魚をたくさん頂いてしまったので、何とか冷凍保存しておきたいというケースはよくありますよね。こうした場合、冷凍保存は便利です。けれど、魚の冷凍保存は、水分が多いため、なかなか難しいものです。ここでは、海外からの輸入ものではなく、国内産で市販されているもの、または、頂き物などの鮮魚をどのようにさばき、冷凍保存したらいいかのテクニックを紹介します。
魚の血を抜くこと
魚を保存するには、冷蔵保存にしろ、冷凍保存にしろ、一番大切なのは血を残したままにしないということです。というのも、魚の血は、雑菌が繁殖しやすいからです。無論、ハラワタを抜くのは勿論のことです。まず、完全に血合いに庖丁で線を入れますと、この部分が洗いやすくなりますし、血を流しやすくな
ります。この時、竹ササラというもので、血を残さないようにしごいてよく落とします。もし、竹ササラがなかったら、代わりに歯ブラシなどでもいいですから、きれいに落とすことを心がけてください。
魚の体液を排出させる
血の次に魚を傷める原因は、魚自体が持つ脂とか体液です。魚は死んでしまうと細胞も死滅するため、脂とか体液などが体外へ出てきます。この脂がどこから出てくるのかといえば、「ハラワタ」とか「骨キワ」とか「皮目」とかいう部分からです。ドリップとは、魚の体液で、いわゆる肉汁と呼ばれるものですが、細胞の変質によって出てきます。初めは「魚の臭み」だけの液ですが、それが排出された後、「旨味成分」となって排出されるのです。この辺りの感覚は、経験を積んでいかないと、習得は難しいところでしょう。
##魚の 頭を落とす
血液、脂、肉汁などを上手く扱うことで、魚の保存は巧く行きます。しかし、なかなか難しいテクニックを要しますが、ひとつ一つ手順を追っていくことが成功へ辿りつくコツでもあります。次に頭を落とします。これは、冷蔵庫や冷凍庫でスペースを取るのを防ぐという目的もありますが、頭はエラなどがあり、血が溜まりやすい場所でもあるので、落とさなければ仕方がない訳です。鮮度を落とさないためにも、必要な作業です。
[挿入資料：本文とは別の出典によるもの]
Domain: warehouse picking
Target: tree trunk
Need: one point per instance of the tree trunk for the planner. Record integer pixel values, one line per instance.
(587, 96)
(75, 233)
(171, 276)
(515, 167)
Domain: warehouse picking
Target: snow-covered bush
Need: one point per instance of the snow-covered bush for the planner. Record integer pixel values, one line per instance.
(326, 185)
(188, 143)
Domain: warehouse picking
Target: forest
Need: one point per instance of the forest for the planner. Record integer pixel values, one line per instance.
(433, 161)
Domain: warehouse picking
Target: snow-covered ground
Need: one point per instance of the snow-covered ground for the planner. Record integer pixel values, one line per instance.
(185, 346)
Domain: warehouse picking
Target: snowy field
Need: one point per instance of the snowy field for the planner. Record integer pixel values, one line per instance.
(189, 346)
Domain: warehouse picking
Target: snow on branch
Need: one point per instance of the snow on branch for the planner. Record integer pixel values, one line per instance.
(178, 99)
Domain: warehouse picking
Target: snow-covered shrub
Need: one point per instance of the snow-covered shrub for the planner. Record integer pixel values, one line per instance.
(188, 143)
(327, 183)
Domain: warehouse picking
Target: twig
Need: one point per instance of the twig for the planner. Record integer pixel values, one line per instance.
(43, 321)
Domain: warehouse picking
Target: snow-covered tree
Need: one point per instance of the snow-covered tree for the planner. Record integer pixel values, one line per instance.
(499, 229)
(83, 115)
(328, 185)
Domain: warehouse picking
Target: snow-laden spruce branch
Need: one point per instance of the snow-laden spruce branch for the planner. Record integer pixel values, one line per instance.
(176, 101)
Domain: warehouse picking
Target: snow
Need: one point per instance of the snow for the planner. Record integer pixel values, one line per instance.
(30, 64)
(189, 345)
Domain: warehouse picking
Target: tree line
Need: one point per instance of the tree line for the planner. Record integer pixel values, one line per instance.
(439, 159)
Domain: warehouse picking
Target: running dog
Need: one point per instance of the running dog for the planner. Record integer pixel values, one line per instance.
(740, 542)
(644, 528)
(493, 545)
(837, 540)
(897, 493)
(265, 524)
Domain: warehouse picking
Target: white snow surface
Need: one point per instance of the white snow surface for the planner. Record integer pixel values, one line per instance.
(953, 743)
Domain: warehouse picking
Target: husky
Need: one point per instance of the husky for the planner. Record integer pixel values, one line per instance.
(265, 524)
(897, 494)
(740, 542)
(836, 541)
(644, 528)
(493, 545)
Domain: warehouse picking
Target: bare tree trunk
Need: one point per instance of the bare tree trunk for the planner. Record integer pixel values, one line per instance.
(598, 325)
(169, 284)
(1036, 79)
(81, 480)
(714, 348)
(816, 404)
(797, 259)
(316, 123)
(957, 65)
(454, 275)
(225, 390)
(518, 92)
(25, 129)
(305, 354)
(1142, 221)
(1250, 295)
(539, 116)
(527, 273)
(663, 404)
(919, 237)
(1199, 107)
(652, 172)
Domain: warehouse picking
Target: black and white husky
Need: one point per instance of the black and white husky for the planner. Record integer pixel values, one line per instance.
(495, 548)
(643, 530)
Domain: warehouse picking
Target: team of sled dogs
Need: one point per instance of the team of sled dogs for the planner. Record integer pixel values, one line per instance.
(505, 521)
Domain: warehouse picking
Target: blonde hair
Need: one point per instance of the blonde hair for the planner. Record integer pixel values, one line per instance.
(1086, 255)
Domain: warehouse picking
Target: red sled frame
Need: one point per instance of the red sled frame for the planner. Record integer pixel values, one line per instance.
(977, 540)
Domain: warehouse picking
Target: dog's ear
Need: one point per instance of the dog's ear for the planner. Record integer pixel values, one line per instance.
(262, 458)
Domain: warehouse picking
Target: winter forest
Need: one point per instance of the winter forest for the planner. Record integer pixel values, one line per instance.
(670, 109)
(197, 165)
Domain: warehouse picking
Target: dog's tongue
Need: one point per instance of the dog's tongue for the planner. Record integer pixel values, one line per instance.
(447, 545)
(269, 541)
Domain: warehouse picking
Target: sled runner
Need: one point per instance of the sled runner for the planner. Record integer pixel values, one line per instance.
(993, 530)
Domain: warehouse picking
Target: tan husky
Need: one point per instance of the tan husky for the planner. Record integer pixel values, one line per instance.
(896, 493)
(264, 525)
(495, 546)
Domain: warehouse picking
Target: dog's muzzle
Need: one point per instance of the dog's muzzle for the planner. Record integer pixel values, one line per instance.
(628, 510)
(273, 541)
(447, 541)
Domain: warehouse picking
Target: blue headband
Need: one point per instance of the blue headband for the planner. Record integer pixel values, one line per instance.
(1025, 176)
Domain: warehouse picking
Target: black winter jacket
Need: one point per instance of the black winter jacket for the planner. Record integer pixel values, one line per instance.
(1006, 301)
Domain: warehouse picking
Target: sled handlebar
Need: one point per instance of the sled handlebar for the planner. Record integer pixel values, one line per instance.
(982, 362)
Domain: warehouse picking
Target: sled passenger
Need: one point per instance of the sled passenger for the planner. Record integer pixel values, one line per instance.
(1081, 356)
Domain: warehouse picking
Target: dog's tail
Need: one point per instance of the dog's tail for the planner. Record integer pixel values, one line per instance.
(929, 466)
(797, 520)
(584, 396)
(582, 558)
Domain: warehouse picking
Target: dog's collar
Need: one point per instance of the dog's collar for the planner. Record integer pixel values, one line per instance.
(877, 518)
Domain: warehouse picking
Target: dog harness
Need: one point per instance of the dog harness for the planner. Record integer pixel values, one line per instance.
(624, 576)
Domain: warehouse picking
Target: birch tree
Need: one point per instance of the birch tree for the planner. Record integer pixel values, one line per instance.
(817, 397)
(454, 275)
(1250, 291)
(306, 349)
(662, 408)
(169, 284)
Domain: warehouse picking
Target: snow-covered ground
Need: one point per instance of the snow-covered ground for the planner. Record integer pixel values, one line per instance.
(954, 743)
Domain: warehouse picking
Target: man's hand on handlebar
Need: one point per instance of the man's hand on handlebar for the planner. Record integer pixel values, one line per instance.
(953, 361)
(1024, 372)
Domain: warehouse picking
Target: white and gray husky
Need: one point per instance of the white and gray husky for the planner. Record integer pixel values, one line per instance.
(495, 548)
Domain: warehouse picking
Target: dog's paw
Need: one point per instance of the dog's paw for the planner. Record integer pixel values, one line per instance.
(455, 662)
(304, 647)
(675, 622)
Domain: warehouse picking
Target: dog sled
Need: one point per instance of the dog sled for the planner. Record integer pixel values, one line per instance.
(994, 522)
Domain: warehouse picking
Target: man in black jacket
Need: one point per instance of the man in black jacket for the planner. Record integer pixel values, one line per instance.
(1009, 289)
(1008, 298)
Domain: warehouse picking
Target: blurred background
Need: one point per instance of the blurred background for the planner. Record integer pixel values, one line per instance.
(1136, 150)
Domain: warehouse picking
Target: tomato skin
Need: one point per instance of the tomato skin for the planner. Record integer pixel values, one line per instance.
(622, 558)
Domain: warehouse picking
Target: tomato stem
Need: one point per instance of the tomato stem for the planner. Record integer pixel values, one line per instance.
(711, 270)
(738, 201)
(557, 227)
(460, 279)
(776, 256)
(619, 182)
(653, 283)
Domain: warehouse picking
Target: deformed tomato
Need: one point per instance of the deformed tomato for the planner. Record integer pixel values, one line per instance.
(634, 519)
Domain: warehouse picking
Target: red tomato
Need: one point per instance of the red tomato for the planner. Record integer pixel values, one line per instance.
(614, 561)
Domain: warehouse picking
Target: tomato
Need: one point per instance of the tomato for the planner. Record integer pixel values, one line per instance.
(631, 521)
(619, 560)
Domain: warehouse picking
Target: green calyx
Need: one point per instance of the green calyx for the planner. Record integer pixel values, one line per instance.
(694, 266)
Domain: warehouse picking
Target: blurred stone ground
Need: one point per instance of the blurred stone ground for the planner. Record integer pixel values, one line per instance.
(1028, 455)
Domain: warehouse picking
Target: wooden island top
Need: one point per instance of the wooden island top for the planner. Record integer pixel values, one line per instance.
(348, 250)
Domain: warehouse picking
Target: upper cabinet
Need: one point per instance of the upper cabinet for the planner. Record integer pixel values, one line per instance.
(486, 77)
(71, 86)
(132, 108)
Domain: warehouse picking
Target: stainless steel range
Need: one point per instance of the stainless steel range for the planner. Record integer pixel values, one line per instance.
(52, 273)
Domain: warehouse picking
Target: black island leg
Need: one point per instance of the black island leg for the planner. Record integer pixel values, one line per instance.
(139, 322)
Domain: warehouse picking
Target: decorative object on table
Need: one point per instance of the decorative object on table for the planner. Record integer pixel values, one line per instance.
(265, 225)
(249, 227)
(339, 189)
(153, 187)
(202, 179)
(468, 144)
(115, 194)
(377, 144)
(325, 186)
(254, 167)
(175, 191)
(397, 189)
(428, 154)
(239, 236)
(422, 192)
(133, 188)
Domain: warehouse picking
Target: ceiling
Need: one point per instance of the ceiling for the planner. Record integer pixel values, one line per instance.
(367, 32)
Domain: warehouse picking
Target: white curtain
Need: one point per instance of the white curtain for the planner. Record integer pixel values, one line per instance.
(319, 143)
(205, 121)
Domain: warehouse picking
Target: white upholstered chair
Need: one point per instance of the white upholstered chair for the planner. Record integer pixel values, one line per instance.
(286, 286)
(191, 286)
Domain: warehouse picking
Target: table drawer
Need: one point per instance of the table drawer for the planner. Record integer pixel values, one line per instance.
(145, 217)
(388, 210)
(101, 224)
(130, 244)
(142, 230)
頭を落とし、内臓を取り中をよく洗浄し、三枚におろします。こうした状態が、冷凍保存には、いいということになりますが、魚の脂と肉汁は旨味の部分もありますので一概には言えず、そのバランスが難しいところです。
魚をどう保存するか
一般論として魚の場合、腹を裂いて血合いをきれいに洗い、腹部にペーパーを詰め、外部からも紙やふきんなどで包みます。実際に詰める紙は、魚の腹の形に合わせ詰めていき、その上からラップで巻いておきます。ドリップ、すなわち、魚の体液も出てきますから、紙は頻繁に取り替えましょう。結局、冷凍保存するのには、「スキン」の状態での保存がいいということになります。これは、三枚とか五枚におろし、骨も皮もなく身だけの状態にするというのが、とりあえず傷みにくくするには、保存するにはいい方法です。こうして、余分な水分が抜けた状態で冷凍します。料理用途に合わせてカットしておきますと、後々の調理も楽になります。それらを一切れづつラップしましたら、フリージングバッグに入れ冷凍庫に収納しましょう。
急速冷凍がベスト
解凍時の風味を損なわないためには、急速冷凍をするとよいとされます。今時の家庭の冷蔵庫にも、急速冷凍方式は普及してきていますが、無い場合は、冷凍する魚を「できるだけ薄く」して対応するしかありません。また、浸透圧を利用して水分を抜く「脱水シート」というものがあります。これを上手に使えば冷凍の際にも効果を発揮してくれます。ただ、ドリップには、魚の旨味も含まれていますから、この脱水シートの使用も、慎重な扱いも必要でしょう。これは、回を重ねて経験で習得していくしか方法がないかもしれません。
おわりに
いかがでしたか? 魚は肉などに比べて水分が多い分、処理の仕方が難しいものです。けれど、その水分に旨み成分もあるのでテクニックも必要でしょうが、何とか経験を重ねてみて下さい。なお、家庭用冷凍庫の温度は、扉の開閉等で下がることもありますから、出来るだけ早く食べることをお勧めします。